Oliver wins it cleanly, sending the puck to his teammate. But Ryan’s eyes stay glued to the captain.
“He seems very capable,” Ryan says, adjusting his glasses.
“Ryan,” Elliot says slowly, “do you have a crush on Oliver?”
“That’s absurd,” Ryan says immediately. “I’m simply observing that he appears to be skilled at his position.”
“Uh-huh,” I say, recognizing the denial spiral. “So you definitely didn’t stare at him during the Polar Bear Plunge?”
Ryan’s face morphs from pink to crimson. “I was cold. Everyone looks at everyone when they’re cold. It’s a survival instinct.”
“Sure,” Elliot drawls. “And you’re watching him now because…”
“Because he’s the captain, and I’m trying to understand the game better.”
Right on cue, Oliver gets slammed into the boards by a Boston College forward.
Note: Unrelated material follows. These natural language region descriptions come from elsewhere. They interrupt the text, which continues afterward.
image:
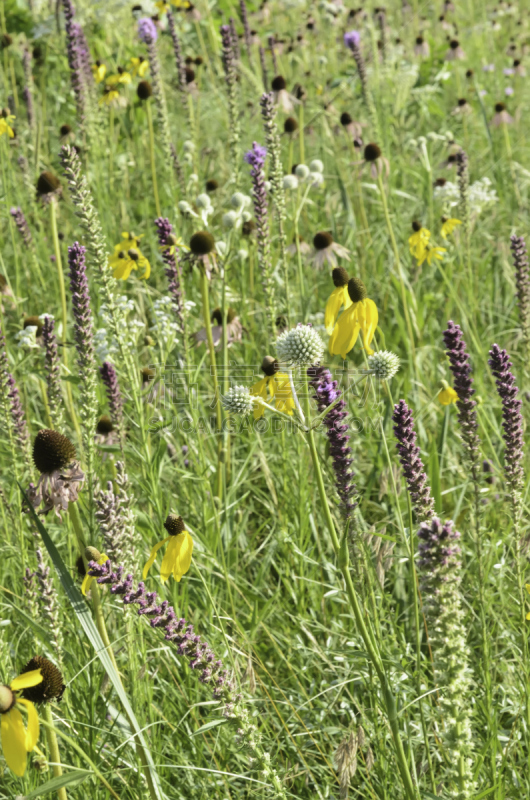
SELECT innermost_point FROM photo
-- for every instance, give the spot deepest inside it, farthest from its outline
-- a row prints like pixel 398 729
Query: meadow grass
pixel 367 652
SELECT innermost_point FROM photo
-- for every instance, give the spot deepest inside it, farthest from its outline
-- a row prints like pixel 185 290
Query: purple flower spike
pixel 512 419
pixel 147 31
pixel 463 385
pixel 326 393
pixel 409 456
pixel 352 39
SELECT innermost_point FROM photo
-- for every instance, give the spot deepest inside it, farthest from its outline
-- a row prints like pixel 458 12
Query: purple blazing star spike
pixel 147 31
pixel 512 419
pixel 409 456
pixel 326 392
pixel 198 652
pixel 438 550
pixel 173 271
pixel 463 385
pixel 352 39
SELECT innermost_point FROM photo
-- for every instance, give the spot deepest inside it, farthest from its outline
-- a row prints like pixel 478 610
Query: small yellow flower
pixel 447 395
pixel 5 126
pixel 418 240
pixel 139 66
pixel 99 71
pixel 274 386
pixel 338 298
pixel 430 253
pixel 128 256
pixel 122 77
pixel 177 558
pixel 87 580
pixel 18 741
pixel 361 316
pixel 448 226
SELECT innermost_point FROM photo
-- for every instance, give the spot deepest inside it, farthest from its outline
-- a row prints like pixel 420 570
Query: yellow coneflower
pixel 139 66
pixel 177 558
pixel 418 240
pixel 128 256
pixel 338 298
pixel 99 71
pixel 447 395
pixel 17 740
pixel 448 226
pixel 361 316
pixel 6 120
pixel 274 386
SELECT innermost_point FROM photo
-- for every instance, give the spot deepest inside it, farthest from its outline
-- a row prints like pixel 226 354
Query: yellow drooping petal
pixel 185 552
pixel 13 735
pixel 32 730
pixel 152 556
pixel 259 390
pixel 26 680
pixel 448 227
pixel 345 332
pixel 447 396
pixel 368 317
pixel 336 299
The hit is clean but vicious, and Oliver’s helmet smacks against the glass with a crack that makes everyone wince.
“Eeek!” Ryan squeals before slapping a hand over his mouth.
Elliot grins like the Cheshire Cat. “You were saying?”
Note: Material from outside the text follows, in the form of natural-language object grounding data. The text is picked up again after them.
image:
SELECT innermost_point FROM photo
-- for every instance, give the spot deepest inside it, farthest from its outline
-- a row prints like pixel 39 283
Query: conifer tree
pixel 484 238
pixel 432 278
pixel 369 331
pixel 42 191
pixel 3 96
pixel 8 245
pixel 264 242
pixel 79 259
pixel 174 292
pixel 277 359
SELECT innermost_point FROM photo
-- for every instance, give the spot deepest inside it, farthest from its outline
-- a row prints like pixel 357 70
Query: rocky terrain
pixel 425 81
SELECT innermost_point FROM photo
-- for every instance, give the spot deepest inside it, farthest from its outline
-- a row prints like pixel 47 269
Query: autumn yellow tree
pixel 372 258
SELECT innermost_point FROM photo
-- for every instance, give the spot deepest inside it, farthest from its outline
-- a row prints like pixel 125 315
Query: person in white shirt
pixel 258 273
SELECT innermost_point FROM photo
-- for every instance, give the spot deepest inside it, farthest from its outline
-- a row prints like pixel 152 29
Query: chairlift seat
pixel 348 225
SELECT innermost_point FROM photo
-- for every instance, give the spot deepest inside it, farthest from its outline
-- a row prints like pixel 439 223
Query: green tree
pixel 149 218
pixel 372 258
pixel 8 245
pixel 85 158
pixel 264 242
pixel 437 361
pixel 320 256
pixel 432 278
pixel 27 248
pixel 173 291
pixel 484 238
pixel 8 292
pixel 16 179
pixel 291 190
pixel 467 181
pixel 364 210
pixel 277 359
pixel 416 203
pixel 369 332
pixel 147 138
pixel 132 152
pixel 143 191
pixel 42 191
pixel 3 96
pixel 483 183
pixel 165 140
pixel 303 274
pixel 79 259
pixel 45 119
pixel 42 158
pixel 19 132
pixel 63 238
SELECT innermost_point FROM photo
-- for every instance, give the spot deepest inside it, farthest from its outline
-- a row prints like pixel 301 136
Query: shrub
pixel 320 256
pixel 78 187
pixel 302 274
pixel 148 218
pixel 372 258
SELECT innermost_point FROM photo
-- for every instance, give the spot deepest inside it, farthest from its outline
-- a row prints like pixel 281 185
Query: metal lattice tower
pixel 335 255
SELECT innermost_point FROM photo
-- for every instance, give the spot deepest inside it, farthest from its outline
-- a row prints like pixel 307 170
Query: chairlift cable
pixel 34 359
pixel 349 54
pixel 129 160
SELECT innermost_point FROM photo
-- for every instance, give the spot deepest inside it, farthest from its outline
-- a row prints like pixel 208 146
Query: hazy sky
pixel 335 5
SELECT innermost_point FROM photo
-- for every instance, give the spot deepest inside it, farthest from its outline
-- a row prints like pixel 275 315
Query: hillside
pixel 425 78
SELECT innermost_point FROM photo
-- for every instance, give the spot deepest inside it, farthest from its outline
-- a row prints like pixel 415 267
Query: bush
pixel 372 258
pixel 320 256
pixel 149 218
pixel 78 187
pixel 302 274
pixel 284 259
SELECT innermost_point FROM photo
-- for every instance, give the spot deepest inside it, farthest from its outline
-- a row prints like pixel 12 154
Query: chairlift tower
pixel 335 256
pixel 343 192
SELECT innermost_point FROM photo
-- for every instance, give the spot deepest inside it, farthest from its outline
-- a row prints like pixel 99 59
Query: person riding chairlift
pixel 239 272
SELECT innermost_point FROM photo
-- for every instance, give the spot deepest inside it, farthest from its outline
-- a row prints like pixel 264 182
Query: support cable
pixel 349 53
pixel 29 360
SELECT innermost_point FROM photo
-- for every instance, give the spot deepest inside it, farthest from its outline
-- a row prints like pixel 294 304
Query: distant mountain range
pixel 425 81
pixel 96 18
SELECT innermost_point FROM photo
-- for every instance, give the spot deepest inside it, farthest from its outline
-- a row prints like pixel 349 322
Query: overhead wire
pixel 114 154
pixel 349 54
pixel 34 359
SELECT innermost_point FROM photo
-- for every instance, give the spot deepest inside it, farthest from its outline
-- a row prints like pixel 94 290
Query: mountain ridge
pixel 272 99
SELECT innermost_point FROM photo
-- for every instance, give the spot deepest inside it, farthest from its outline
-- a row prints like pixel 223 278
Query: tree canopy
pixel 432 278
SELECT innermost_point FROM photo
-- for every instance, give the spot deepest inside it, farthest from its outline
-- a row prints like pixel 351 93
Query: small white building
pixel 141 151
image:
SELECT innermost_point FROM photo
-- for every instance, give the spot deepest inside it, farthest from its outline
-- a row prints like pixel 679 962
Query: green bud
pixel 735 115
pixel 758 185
“I was concerned for his safety,” Ryan says with as much dignity as he can muster while being the color of a fire truck. “Head injuries are serious.”
“Oliver’s fine,” I assure him as the captain delivers a retaliatory shove. “He’s tough. Played through a separated shoulder last year.”
“That’s unwise,” Ryan says, still watching Oliver intently. “And medically inadvisable.”
“Welcome to hockey,” Elliot says. “Where the injuries are real, and the teeth are optional.”
The period continues with both teams trading blows. I do my best to explain what’s happening—icing, offsides, power plays—while Ryan pretends he’s not tracking Oliver’s every move. Elliot occasionally shouts encouragement at Gerard, which thankfully doesn’t involve other massive body parts.
Gerard sets up a beautiful play, threading a pass through three defenders to find Drew nearby, who buries it in the net again.
“That’s my boyfriend!” I yell, then immediately want to crawl under my seat.
Drew skates by and points at me again, this time with both hands, framing me in a picture. The butterflies in my stomach do a jig.
“You’re both disgusting,” Elliot informs me. “And I mean that with love.”
“Also,” Ryan adds, having recovered some of his composure, “your boyfriend appears to be bleeding.”
I whip my head up to see Drew skating to the bench, helmet off, with blood trickling from his nose. My stomach drops. “When did that happen?”
“About thirty seconds ago,” Ryan says. “You were too busy covering your face with your gigantic hands to notice.”
I watch anxiously as the trainer examines Drew’s nose. It’s probably nothing—hockey players bleed all the time—but seeing red on his face makes something primitive and protective rear up in my chest.
“He’s fine,” Elliot says. “Gerard comes home bruised and bloody all the time. You get used to it.”
“That’s concerning,” Ryan observes.
“That’s hockey,” Elliot and I say in unison.
Drew’s back on the ice for his next shift, cotton shoved up one nostril but otherwise unaffected. He wins another face-off and starts a rush that has the crowd on its feet. The way he moves, even with a bloody nose and taking hits that wouldhospitalize normal humans, is beautiful and terrifying. I can’t look away.
The period ends with the Barracudas up 3-1, and I slump back in my seat, emotionally exhausted from riding every high and low.
“One more period,” Elliot says. “Think you’ll survive?”